Para mim Hermeto Paschoal é o segundo maior músico brasileiro de todos os tempos. Perde para um mestre sem igual, unânime: Heitor Villa-Lobos. Claro, tudo em minha modesta opinião. Quem acha que é Tom Jobim, João Gilberto, Chico Buarque ou quem quer que seja, também estaria com toda a razão. Mas para mim Hermeto é alguém em meu imaginário como um senhor capaz de não apenas fazer som com tudo e sim música com tudo.

Imagine um cigarro e um tubo da pasta de dentes. Pode crer que se você lançar o desafio para esse fantástico músico, você deve sair perdendo. Tudo bem, tudo bem, acho que chutei o balde, eu penso em um primeiro momento. Mas no fundo é bem capaz que ele se saia muito bem dessa cilada. Para muitos um loucão, um desconhecido. Quantas vezes não ouvi de alguns amigos musicais que aqui no Brasil Hermeto pode não ser um herói digno de honras e mais honras, mas no exterior, ele é mais que adorado por sua musicalidade intrínseca.

Nascido em Lagoa da Canoa, o alagoano é para mim o maior instrumentista depois de Villa-Lobos não somente por quesitos óbvios como genialidade, virtuosidade, composições espetaculares e entre outros: ele é um multinstrumentista de primeiríssima qualidade. Acordeão, flauta, piano, saxofone, trompete, bombardino, escaleta, violão, viola, garrafa de vidro, isqueiro, máquina de lavar roupas, além de mil instrumentos mais. Sua história simplesmente fascina. Ficaria horas falando sobre suas primeiras inspirações com todo tipo de objeto que virava música em suas mãos, mas prefiro dar as dicas musicais de uma vez. Se carrego um projeto ambicioso para o ano que vem, certamente é o de escutar sua vasta obra em estúdio.

Cronologicamente, já ouvi todo o cd Quarteto Novo, grupo que reuniu além de Hermeto, Theo de Barros, Heraldo Monte e Airto Moreira. Só gente de primeiro escalão. Diz a lenda que foi um grupo formado para acompanhar Geraldo Vandré e isso tem grandes chances de ser mesmo verdade, mas quero ainda assistir ao Mosaicos da TV Cultura para comprovar essa suspeita. Em 1967 gravariam eles um álbum instrumental que levava o mesmo nome do grupo. Perfeito e ponto final. Já em 1973 viria A Música Livre de Hermeto Paschoal. Na ponta dela um de seus maiores clássicos, Bebê, mas todo o álbum seria inesquecível, com interpretações inigualáveis de Carinhoso e Asa Branca. Isso só nas interpretações.

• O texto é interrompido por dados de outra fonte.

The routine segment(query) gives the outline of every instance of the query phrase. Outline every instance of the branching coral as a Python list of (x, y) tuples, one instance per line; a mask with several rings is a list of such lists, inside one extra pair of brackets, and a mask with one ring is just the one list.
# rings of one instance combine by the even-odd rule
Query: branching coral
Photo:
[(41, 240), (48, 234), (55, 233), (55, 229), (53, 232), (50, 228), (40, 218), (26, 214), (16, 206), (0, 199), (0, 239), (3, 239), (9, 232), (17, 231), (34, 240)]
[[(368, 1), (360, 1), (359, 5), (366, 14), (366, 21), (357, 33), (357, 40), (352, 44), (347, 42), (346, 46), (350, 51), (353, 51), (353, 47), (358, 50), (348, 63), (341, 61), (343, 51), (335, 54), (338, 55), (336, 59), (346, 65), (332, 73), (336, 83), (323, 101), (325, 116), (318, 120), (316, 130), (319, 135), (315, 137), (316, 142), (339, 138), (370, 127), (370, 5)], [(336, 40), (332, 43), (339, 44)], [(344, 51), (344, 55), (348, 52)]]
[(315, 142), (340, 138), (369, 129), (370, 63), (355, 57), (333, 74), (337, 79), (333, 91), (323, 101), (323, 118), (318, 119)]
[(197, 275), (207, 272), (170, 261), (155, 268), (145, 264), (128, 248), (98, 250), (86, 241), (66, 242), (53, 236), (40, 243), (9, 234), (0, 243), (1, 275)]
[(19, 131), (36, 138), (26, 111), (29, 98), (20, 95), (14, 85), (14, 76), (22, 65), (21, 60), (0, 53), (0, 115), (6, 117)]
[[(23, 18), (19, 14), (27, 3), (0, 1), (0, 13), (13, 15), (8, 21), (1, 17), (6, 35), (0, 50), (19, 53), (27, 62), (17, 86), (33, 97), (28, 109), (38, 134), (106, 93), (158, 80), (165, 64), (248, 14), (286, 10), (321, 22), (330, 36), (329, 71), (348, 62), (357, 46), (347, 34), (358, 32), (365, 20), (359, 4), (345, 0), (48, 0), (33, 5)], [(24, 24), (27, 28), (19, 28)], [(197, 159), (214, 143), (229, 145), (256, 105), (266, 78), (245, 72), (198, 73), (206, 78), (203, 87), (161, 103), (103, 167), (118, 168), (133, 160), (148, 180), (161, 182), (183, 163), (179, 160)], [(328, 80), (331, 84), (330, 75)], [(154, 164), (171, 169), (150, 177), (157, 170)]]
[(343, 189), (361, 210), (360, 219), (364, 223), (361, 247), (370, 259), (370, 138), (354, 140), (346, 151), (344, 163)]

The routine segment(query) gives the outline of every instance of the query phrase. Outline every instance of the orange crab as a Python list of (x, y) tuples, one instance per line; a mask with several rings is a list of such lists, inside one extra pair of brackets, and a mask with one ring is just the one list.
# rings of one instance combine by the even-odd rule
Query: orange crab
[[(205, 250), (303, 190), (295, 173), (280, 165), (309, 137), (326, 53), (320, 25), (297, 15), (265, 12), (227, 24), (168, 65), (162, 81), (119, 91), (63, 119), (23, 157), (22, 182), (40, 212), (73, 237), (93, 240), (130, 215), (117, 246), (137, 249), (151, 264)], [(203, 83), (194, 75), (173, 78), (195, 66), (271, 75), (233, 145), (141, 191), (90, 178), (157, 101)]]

Ao Vivo em Montreux Jazz Festival, gravado em 1979, foi também outro marco absoluto de plena musicalidade. Não há música ruim, pode acreditar. Claro, todos os ouvidos que quiserem ouvir esse velhinho pegador de ar devem ser treinados por um pessoal mais leve, tipo Jorge Ben e Gilberto Gil em Ogum Xangô. Já no ano seguinte, em 1980, um álbum de estúdio que evidenciou o auge de uma carreira brilhante, que dura até hoje em shows internacionais com grande frequência. Aquele álbum de nome Cérebro Magnético já me impressionava por sua capa estupenda, mas ouví-lo foi uma das grandes experiências musicais que pude contemplar nos últimos tempos.

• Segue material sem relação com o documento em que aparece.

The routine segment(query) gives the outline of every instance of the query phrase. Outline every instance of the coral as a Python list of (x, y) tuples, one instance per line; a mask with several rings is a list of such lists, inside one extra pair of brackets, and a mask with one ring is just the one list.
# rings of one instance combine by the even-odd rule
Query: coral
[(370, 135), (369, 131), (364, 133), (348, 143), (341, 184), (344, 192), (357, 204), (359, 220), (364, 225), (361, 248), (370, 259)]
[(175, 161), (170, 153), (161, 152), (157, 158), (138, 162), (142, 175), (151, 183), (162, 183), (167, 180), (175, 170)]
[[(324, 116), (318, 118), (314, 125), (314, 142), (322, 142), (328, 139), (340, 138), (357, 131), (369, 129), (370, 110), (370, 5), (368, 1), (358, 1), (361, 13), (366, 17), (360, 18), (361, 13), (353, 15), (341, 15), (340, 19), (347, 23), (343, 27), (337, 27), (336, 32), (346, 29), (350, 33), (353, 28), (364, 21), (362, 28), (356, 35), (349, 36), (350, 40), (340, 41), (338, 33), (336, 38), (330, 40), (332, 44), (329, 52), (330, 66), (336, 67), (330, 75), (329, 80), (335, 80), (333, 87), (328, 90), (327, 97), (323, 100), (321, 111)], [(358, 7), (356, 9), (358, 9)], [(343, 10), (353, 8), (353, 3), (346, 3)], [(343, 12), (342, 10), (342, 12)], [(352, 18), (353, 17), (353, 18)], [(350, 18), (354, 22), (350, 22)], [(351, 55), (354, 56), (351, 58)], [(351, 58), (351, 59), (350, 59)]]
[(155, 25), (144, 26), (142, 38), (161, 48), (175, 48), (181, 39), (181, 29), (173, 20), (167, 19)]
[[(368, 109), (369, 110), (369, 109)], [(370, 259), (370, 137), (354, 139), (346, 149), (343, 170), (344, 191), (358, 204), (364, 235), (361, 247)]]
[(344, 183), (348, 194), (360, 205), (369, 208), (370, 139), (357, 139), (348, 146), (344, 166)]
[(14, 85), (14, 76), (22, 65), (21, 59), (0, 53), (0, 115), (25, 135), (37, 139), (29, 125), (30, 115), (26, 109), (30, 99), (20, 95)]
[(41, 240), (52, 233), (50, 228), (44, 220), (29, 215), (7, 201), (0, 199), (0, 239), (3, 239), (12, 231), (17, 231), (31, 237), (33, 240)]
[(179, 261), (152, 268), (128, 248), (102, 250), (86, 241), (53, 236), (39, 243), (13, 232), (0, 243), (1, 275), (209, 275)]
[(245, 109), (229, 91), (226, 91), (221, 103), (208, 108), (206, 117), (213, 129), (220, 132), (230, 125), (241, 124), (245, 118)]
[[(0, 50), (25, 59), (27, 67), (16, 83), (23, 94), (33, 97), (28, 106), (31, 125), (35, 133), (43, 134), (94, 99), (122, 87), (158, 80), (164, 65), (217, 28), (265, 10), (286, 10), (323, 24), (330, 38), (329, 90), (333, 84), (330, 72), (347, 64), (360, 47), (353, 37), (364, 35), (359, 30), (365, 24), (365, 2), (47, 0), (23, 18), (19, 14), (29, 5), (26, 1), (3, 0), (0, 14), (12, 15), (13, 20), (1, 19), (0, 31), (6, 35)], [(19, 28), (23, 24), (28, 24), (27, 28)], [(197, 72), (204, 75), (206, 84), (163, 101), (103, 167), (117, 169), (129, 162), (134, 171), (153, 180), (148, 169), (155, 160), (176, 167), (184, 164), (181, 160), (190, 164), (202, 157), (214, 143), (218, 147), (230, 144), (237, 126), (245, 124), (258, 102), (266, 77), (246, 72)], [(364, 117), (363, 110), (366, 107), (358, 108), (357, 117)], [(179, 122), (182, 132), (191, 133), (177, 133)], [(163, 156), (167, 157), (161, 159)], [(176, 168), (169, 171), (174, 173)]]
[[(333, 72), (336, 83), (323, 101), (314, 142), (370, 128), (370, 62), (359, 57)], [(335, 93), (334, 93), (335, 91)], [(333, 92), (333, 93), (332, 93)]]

Quebra de ritmo, atonalidade e um jeito virtuose de tocar não bastam para definir Hermeto. Ele fez da música instrumental popular brasileira um objeto de adoração para o mundo inteiro. Se o maestro Heitor Villa-Lobos é o pai de nosso erudito, posso dizer sem medo de errar que Paschoal é o nosso pai do instrumental popular. Tanto um quanto o outro jamais precisaram abrir a boca para fazer com que o mundo inteiro ficasse de boca aberta.